By Russell Berman - 12/27/11 11:15 AM EST
REP. SANDY LEVIN (D-Mich.)
Levin is the top Democrat on the House Ways and Means Committee, which has jurisdiction over most of the issues on the table. He is a particularly big booster of the unemployment insurance program, which Republicans want to reform as part of a longer extension of emergency benefits. Democrats including Levin have criticized the House GOP bill, which called for reducing the maximum number of weeks a person could receive benefits, to 59 from 99. That change was dropped from the short-term extension, but Republicans have vowed to press for it to be included in a yearlong bill. “Those differences have been expressed before, and they're significant ones that need to be worked out,” Levin told reporters Friday.
REP. HENRY WAXMAN (D-Calif.)
Waxman is the ranking member and former chairman of the House Energy and Commerce Committee, not to mention a close ally of Minority Leader Nancy Pelosi (D-Calif.).

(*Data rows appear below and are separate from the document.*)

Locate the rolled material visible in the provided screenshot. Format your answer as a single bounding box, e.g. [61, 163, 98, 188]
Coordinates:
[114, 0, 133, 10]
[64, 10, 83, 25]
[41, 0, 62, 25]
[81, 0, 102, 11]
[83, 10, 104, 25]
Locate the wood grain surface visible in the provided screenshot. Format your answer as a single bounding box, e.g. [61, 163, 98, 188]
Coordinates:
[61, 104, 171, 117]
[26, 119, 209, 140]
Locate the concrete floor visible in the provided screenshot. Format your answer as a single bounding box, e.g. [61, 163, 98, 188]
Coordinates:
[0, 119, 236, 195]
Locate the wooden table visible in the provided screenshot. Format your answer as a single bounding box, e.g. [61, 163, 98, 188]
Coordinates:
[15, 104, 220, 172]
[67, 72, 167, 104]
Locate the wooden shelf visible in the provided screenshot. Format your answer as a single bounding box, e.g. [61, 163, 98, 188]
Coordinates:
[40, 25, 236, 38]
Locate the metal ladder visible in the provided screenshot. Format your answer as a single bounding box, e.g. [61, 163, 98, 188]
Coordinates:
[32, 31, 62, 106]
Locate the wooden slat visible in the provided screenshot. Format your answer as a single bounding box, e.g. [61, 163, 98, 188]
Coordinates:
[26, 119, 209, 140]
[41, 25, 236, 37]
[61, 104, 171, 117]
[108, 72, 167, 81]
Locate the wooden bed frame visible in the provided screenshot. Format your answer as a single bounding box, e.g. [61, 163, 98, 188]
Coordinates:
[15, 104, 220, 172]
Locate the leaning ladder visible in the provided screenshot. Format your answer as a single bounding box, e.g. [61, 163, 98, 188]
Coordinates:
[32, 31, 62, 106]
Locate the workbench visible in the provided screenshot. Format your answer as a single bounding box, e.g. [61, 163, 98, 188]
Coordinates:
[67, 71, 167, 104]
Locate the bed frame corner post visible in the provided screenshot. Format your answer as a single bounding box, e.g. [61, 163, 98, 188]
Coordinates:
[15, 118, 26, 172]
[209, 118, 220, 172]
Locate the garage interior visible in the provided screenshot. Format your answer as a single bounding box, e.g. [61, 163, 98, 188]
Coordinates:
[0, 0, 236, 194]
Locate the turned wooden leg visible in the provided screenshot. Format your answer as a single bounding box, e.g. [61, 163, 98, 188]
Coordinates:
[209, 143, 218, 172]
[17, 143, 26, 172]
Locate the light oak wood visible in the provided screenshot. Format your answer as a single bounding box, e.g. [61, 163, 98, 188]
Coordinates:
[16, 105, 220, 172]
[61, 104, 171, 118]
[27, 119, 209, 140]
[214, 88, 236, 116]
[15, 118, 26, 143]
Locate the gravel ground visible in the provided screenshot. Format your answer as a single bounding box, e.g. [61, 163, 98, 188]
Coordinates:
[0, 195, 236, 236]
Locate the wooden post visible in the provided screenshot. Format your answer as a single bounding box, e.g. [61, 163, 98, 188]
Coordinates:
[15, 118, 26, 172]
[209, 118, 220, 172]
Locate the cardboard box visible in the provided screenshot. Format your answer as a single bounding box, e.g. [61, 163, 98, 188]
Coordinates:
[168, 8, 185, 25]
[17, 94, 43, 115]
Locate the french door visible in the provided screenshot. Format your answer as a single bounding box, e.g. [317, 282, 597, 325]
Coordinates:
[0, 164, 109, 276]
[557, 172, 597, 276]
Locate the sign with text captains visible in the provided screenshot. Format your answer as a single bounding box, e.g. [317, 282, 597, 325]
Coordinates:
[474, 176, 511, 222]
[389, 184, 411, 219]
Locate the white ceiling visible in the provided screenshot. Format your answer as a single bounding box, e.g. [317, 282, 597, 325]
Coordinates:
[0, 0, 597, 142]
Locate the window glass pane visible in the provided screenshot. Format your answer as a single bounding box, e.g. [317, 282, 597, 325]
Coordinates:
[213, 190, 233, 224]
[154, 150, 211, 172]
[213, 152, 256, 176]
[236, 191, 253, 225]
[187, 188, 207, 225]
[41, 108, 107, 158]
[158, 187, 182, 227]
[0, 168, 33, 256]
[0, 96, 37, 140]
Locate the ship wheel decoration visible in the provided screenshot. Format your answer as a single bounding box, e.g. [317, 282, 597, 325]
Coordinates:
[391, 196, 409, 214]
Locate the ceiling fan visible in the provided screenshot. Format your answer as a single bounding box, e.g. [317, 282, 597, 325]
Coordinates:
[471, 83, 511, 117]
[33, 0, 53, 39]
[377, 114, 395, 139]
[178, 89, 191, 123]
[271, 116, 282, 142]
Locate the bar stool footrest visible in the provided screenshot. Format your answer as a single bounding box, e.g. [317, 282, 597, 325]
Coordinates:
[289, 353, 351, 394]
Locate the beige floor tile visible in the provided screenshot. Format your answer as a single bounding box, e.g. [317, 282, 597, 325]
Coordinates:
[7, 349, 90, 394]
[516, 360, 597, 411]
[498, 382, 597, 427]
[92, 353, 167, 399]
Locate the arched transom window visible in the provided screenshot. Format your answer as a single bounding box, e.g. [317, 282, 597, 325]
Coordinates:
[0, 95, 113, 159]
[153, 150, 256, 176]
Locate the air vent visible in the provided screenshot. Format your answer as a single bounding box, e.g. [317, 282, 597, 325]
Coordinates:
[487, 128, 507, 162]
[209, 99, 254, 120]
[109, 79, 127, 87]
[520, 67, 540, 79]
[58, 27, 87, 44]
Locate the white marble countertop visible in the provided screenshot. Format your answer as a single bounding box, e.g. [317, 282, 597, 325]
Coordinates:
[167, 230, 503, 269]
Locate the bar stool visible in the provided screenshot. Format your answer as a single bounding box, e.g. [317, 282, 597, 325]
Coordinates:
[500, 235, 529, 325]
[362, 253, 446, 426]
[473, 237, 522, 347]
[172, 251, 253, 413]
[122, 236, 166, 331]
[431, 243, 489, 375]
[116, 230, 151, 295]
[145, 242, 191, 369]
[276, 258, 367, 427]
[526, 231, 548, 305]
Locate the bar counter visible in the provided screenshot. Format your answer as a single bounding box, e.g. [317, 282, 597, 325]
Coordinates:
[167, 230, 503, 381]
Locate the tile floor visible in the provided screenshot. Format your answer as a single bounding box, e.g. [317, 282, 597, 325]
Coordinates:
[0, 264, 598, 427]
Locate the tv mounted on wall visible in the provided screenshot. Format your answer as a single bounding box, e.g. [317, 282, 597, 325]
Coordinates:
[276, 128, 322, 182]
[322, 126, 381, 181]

He is a leading Democratic light on energy and environment issues and will be expected to fight to keep extraneous provisions targeting the Environmental Protection Agency out of any final deal. While Republicans won a concession on the Keystone pipeline in the two-month extension, they gave up, at least temporarily, a measure that would have delayed boiler mact regulations.
REP. CHRIS VAN HOLLEN (D-Md.)
The top Democrat on the House Budget Committee, Van Hollen has become Pelosi’s go-to negotiator in 2011. She appointed him to the debt-limit talks led by Vice President Biden, the deficit supercommittee and now the conference committee on the payroll tax cut. Yet while Van Hollen is a budget expert, his top priority on the conference committee might be to protect federal workers, many of whom are his Maryland constituents. When Senate Republicans first proposed to extend a federal employee pay freeze to offset the payroll tax cut, Van Hollen denounced it as “another cynical ploy to single out federal employees for unfair treatment.”
REP. XAVIER BECERRA (D-Calif.)
Becerra is a liberal stalwart who served on both the Simpson-Bowles commission and the supercommittee. He is also the vice chairman of the House Democratic Conference and can be expected to fight hard to protect Medicare from cuts and to push for higher taxes on the wealthy.
REP. ALLYSON SCHWARTZ (D-Pa.)
The fourth-term Pennsylvania Democrat is a leader in the push to overhaul the Medicare reimbursement rate for physicians, which is a key element of the yearlong tax package. Congressional leaders want a two-year fix to the so-called SGR, or sustainable growth rate formula. Schwartz told reporters Friday that her goal in the conference committee is a permanent repeal-and-replace of the SGR, but acknowledged, “It may be ambitious of me.” As with the other items, the big obstacle is how to pay for it. While physicians want a two-year fix, Congress might have to settle for one year if it can’t agree on offsetting spending cuts.